As of the 2020 census, Long Creek had a population of 173. The median age was 48.5 years. 24.3% of residents were under the age of 18 and 30.1% of residents were 65 years of age or older. For every 100 females there were 101.2 males, and for every 100 females age 18 and over there were 114.8 males age 18 and over.

0% of residents lived in urban areas, while 100.0% lived in rural areas.

There were 67 households in Long Creek, of which 25.4% had children under the age of 18 living in them. Of all households, 50.7% were married-couple households, 23.9% were households with a male householder and no spouse or partner present, and 19.4% were households with a female householder and no spouse or partner present. About 34.3% of all households were made up of individuals and 20.9% had someone living alone who was 65 years of age or older.

There were 94 housing units, of which 28.7% were vacant. Among occupied housing units, 79.1% were owner-occupied and 20.9% were renter-occupied. The homeowner vacancy rate was 5.1% and the rental vacancy rate was <0.1%.

Racial composition as of the 2020 census
| Race | Number | Percent |
|---|---|---|
| White | 140 | 80.9% |
| Black or African American | 0 | 0% |
| American Indian and Alaska Native | 1 | 0.6% |
| Asian | 0 | 0% |
| Native Hawaiian and Other Pacific Islander | 0 | 0% |
| Some other race | 3 | 1.7% |
| Two or more races | 29 | 16.8% |
| Hispanic or Latino (of any race) | 18 | 10.4% |

===2010 census===
As of the census of 2010, there were 197 people, 84 households, and 52 families residing in the city. The population density was 193.1 PD/sqmi. There were 112 housing units at an average density of 109.8 /sqmi. The racial makeup of the city was 94.4% White, 1.5% Native American, 0.5% from other races, and 3.6% from two or more races. Hispanic or Latino of any race were 5.6% of the population.

There were 84 households, of which 28.6% had children under the age of 18 living with them, 52.4% were married couples living together, 6.0% had a female householder with no husband present, 3.6% had a male householder with no wife present, and 38.1% were non-families. 33.3% of all households were made up of individuals, and 16.6% had someone living alone who was 65 years of age or older. The average household size was 2.35 and the average family size was 2.98.

The median age in the city was 47.2 years. 20.8% of residents were under the age of 18; 10.3% were between the ages of 18 and 24; 16.8% were from 25 to 44; 34% were from 45 to 64; and 18.3% were 65 years of age or older. The gender makeup of the city was 48.2% male and 51.8% female.

===2000 census===
As of the census of 2000, there were 228 people, 96 households, and 60 families residing in the city. The population density was 222.9 PD/sqmi. There were 115 housing units at an average density of 112.4 /sqmi. The racial makeup of the city was 96.05% White, 0.88% Native American, and 3.07% from two or more races. Hispanic or Latino of any race were 0.44% of the population.

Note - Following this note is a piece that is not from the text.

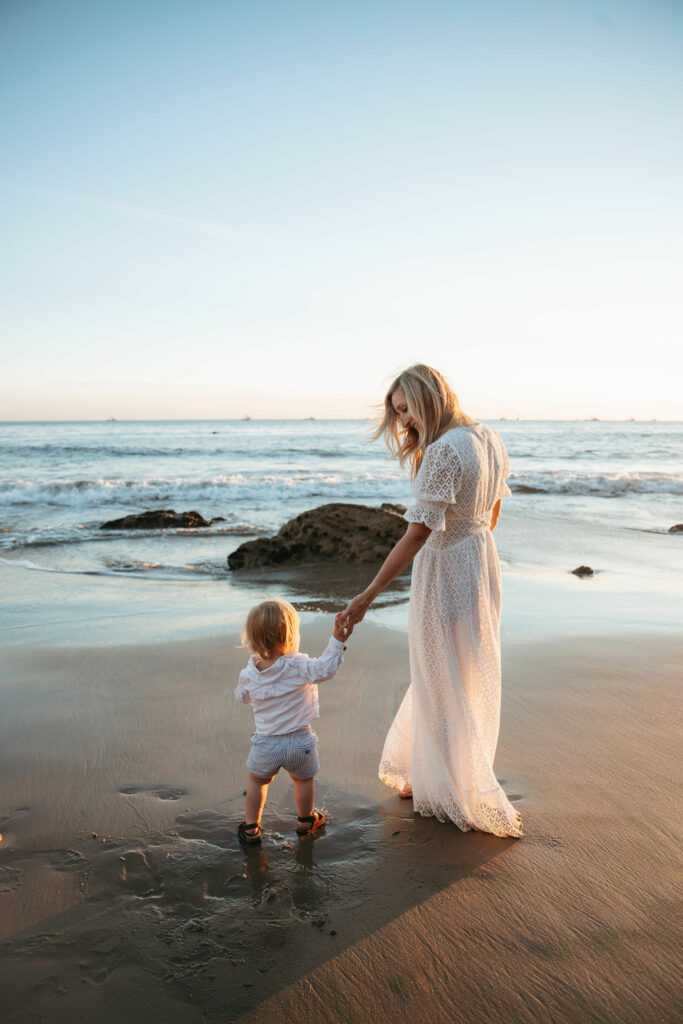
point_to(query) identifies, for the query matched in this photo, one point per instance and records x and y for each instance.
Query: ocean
(598, 493)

There were 96 households, out of which 31.3% had children under the age of 18 living with them, 53.1% were married couples living together, 8.3% had a female householder with no husband present, and 36.5% were non-families. 30.2% of all households were made up of individuals, and 12.5% had someone living alone who was 65 years of age or older. The average household size was 2.38 and the average family size was 2.93.

In the city, the population was spread out, with 27.2% under the age of 18, 3.9% from 18 to 24, 28.5% from 25 to 44, 24.1% from 45 to 64, and 16.2% who were 65 years of age or older. The median age was 39 years. For every 100 females, there were 96.6 males. For every 100 females age 18 and over, there were 102.4 males.

The median income for a household in the city was $31,250, and the median income for a family was $33,393. Males had a median income of $29,583 versus $16,875 for females. The per capita income for the city was $16,076. About 17.5% of families and 17.2% of the population were below the poverty line, including 13.2% of those under the age of 18 and 20.5% of those 65 or over.